カンボジアで「テレビ屋」をやっている。テレビを売っているのではないし、テレビを工場で作っているのでもない。カンボジアでテレビ番組を創っている。正確に言うと、カンボジアの国営テレビ局で、テレビ番組の制作について、カンボジア人スタッフに指導している。

 指導しているといっても、教室で教えているわけではない。OJTなので、彼らがこれまで作ってこなかったような分野の番組の企画を立てて、それを実現させて、彼らと一緒に創るという、いわば私が日本でやってきた番組プロデューサーの仕事と大差はない。それが私のここ2年ちょっとの仕事である。

「テレビ屋」としてやって来たカンボジアの実情

 以前、このJBpressでカンボジア初の「ロボコン」を国営テレビ局が開催するまでの経緯を連載させていただいた。その第1回目に、国営テレビ局がなぜ私みたいな人間から指導を受けなければいけないのかという実情を、さわりだけ分かりやすく書いたので、テレビ局の現状についてはそちらをご参照いただきたい(「正確な時計が一つもないテレビ局、想像できますか?」)。

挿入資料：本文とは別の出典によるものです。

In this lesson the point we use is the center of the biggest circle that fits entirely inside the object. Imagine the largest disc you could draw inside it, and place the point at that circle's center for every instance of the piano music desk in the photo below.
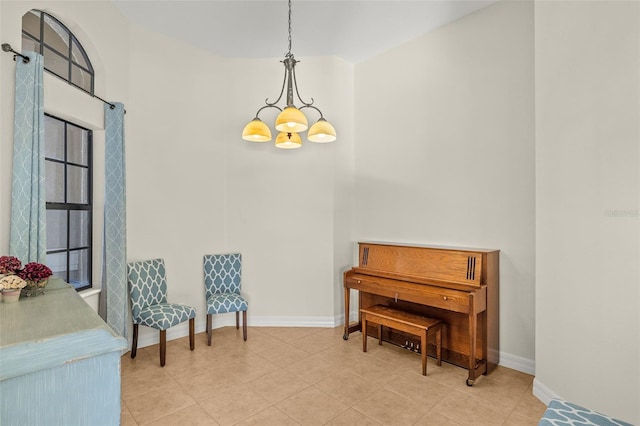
(403, 321)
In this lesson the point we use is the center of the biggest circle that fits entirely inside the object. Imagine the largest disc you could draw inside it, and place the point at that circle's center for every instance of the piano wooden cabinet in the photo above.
(457, 285)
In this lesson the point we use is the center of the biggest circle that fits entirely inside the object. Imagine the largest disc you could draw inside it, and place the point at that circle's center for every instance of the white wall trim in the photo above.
(224, 320)
(518, 363)
(543, 393)
(507, 360)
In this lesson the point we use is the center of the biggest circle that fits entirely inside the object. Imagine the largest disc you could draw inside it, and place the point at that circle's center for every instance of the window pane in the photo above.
(77, 185)
(55, 35)
(77, 145)
(54, 137)
(29, 44)
(31, 24)
(77, 56)
(54, 181)
(79, 268)
(81, 78)
(58, 264)
(79, 226)
(55, 63)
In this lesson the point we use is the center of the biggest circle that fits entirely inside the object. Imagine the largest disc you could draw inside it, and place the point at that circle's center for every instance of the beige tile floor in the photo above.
(311, 376)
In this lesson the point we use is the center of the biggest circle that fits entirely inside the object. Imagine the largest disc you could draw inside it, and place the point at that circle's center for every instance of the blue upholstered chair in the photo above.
(148, 291)
(222, 282)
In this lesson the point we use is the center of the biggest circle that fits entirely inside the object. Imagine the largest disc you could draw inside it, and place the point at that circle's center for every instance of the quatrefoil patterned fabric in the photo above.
(561, 413)
(222, 280)
(148, 290)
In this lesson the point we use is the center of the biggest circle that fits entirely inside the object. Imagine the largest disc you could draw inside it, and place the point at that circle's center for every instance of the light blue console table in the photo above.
(59, 362)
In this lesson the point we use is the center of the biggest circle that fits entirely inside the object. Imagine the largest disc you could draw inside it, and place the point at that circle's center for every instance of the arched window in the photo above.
(63, 53)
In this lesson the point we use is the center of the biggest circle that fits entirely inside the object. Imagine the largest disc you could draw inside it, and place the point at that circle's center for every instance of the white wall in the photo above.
(445, 151)
(282, 205)
(195, 187)
(587, 176)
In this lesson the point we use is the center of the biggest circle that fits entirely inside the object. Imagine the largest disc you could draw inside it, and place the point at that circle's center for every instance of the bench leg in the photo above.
(423, 344)
(439, 345)
(364, 333)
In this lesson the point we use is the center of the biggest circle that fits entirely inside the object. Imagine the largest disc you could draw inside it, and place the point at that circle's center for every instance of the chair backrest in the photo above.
(222, 273)
(147, 284)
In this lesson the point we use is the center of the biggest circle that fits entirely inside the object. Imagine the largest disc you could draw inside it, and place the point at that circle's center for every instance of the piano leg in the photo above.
(473, 327)
(347, 296)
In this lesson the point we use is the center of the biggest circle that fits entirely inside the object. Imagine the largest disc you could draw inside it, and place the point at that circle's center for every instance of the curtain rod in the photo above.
(7, 48)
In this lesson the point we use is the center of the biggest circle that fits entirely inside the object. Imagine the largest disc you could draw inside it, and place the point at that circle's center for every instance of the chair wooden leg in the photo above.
(192, 333)
(163, 346)
(134, 345)
(244, 325)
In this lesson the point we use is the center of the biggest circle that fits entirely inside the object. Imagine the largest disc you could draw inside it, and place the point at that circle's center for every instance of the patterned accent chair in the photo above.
(222, 282)
(148, 292)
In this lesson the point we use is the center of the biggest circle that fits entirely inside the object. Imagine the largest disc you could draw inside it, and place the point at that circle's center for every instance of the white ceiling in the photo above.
(354, 30)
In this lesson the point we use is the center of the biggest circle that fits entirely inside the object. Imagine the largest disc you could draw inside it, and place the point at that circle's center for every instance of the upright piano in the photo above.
(457, 285)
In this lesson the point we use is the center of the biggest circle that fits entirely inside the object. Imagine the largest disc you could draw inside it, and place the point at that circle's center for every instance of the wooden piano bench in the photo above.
(403, 321)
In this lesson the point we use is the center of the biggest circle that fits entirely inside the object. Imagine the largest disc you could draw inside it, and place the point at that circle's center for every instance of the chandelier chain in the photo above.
(289, 54)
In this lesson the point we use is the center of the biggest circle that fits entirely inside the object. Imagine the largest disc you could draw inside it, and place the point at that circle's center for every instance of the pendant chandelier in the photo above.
(291, 120)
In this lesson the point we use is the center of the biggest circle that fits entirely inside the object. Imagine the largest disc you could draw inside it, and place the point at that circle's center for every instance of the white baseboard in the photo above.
(151, 337)
(518, 363)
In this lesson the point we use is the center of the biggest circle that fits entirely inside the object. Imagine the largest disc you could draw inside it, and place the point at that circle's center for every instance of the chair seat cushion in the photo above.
(165, 315)
(225, 302)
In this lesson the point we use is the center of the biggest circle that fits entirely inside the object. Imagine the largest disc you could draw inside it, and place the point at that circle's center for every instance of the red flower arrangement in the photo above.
(9, 265)
(35, 272)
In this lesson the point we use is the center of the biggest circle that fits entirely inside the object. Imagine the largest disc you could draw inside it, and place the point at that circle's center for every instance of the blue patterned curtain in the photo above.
(114, 307)
(28, 238)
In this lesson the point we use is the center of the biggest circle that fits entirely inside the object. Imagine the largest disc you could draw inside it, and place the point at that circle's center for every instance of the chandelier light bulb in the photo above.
(288, 140)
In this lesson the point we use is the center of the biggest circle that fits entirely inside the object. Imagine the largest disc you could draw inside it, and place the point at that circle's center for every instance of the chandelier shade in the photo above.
(288, 140)
(291, 120)
(256, 131)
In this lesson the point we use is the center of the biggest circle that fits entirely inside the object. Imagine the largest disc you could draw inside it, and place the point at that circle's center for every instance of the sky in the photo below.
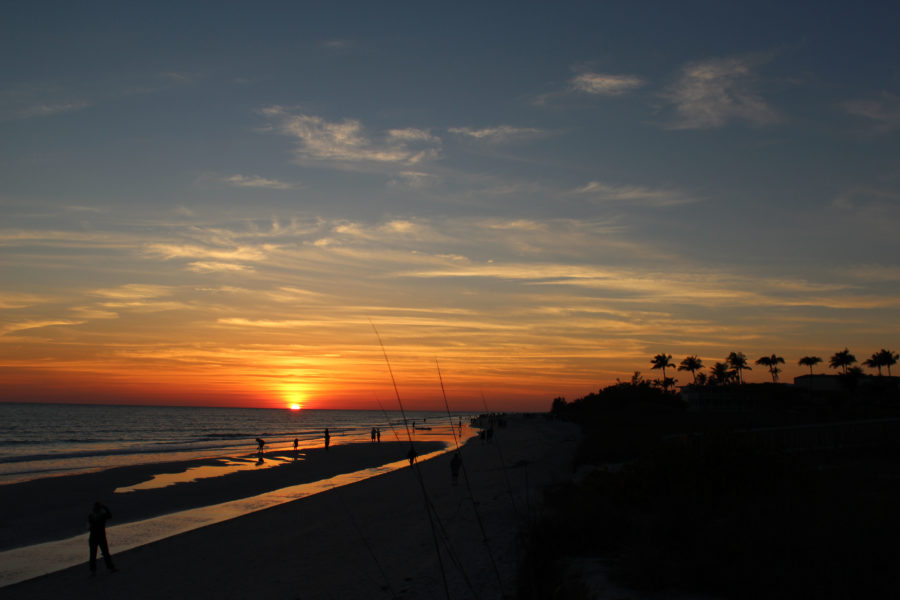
(496, 203)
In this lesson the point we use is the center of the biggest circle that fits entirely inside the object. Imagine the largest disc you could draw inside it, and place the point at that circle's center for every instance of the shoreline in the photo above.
(55, 508)
(369, 539)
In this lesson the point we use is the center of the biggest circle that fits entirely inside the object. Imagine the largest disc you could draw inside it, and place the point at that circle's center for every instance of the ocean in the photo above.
(45, 440)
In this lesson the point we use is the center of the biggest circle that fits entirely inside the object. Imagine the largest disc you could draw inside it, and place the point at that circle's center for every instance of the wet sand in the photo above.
(372, 539)
(56, 507)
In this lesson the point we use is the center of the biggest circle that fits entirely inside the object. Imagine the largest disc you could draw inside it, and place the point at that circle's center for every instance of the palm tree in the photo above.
(738, 362)
(692, 364)
(842, 360)
(809, 361)
(720, 374)
(888, 359)
(772, 363)
(874, 362)
(662, 361)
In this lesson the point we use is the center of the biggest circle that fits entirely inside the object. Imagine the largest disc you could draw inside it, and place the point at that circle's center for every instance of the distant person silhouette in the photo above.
(97, 520)
(455, 464)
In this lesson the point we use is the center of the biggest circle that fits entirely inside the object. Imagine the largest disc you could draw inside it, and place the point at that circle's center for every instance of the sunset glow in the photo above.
(535, 209)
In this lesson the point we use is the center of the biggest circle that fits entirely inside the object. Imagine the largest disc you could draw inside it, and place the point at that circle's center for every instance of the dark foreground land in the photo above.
(781, 501)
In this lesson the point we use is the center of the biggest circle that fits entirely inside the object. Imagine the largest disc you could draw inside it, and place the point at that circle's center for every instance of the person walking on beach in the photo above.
(455, 464)
(97, 521)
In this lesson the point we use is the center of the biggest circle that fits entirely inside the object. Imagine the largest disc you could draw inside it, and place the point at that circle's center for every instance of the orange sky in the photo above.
(541, 198)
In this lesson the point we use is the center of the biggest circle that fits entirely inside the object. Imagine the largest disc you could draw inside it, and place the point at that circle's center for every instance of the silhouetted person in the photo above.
(97, 520)
(455, 464)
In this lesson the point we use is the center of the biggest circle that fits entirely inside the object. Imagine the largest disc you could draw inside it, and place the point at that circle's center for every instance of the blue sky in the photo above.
(567, 187)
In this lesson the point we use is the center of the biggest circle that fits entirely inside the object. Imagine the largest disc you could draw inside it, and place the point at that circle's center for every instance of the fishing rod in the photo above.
(365, 542)
(434, 536)
(484, 536)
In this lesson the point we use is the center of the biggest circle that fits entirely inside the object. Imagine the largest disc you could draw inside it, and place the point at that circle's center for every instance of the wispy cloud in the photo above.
(347, 143)
(498, 134)
(134, 291)
(217, 267)
(255, 181)
(712, 92)
(46, 110)
(193, 251)
(633, 194)
(605, 84)
(884, 112)
(25, 325)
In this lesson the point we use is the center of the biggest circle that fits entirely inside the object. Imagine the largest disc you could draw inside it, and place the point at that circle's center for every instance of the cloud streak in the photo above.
(348, 143)
(710, 93)
(604, 84)
(255, 181)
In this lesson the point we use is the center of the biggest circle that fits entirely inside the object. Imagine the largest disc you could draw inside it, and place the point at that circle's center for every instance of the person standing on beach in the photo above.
(97, 521)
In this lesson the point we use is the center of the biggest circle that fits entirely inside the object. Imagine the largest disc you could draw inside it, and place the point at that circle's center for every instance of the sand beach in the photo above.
(410, 533)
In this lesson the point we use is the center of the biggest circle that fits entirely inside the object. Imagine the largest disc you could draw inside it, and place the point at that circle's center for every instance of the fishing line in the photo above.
(484, 536)
(434, 536)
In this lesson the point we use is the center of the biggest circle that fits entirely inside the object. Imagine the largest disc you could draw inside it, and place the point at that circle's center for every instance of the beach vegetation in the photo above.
(738, 362)
(842, 360)
(771, 362)
(663, 361)
(667, 500)
(692, 364)
(809, 361)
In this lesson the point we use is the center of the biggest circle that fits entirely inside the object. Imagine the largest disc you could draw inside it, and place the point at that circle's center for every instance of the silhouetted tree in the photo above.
(720, 374)
(662, 361)
(842, 360)
(809, 361)
(738, 362)
(874, 362)
(692, 364)
(772, 363)
(888, 359)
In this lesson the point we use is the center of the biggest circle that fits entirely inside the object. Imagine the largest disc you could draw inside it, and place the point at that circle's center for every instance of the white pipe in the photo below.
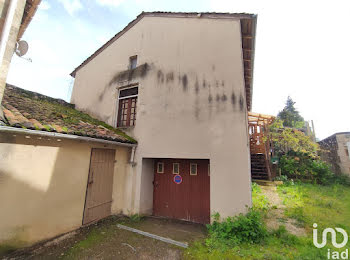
(7, 28)
(132, 157)
(63, 136)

ニューススタジオの機材は最低限のものしかない(筆者撮影、以下同)

 2012年6月にプノンペンに来て、国営テレビ局の現状を知った時には、本当に驚いたし、正直「途方に暮れて」しまった、と言うのが正しい。

 こんな乏しい機材でテレビ番組が創れるのか? テレビは放送されるのか?

 例えば、一昨年の9月から、この国営テレビ局で唯一の生放送の情報番組が毎朝放送されることになった。この番組がどのように立ち上げされたかは以前に書いたので、そちらを読んでいただきたいのだが、つい最近のこと、スタッフから「番組に対する視聴者の意見を番組のフェイスブックページで吸い上げたいのだが、どうしたらいいだろう」と質問された。

 ちなみに、カンボジアには日本のような視聴率というものは存在しない。視聴率を計る機械や組織がないからである。だから、フェイスブックに視聴者からの反響がどのぐらい来るかで、どの程度この番組が見られているかを把握しようという意図もあったのだ。

 「そんなものは簡単だ。番組内で番組のフェイスブックページのアドレスを記したテロップを流せばいいだけだ」と私は答えた。

 すると、そのスタッフはこう言った。

 「生放送でのテロップはどう出したらいいのか、誰も知らない。だからこの番組ではこれまでテロップを出したことがない」と・・・。

 腰が砕けそうだった。

 そう言われてみれば、番組でライブテロップ(生放送中にテロップを出すこと)を見たことがなかったなあと思う。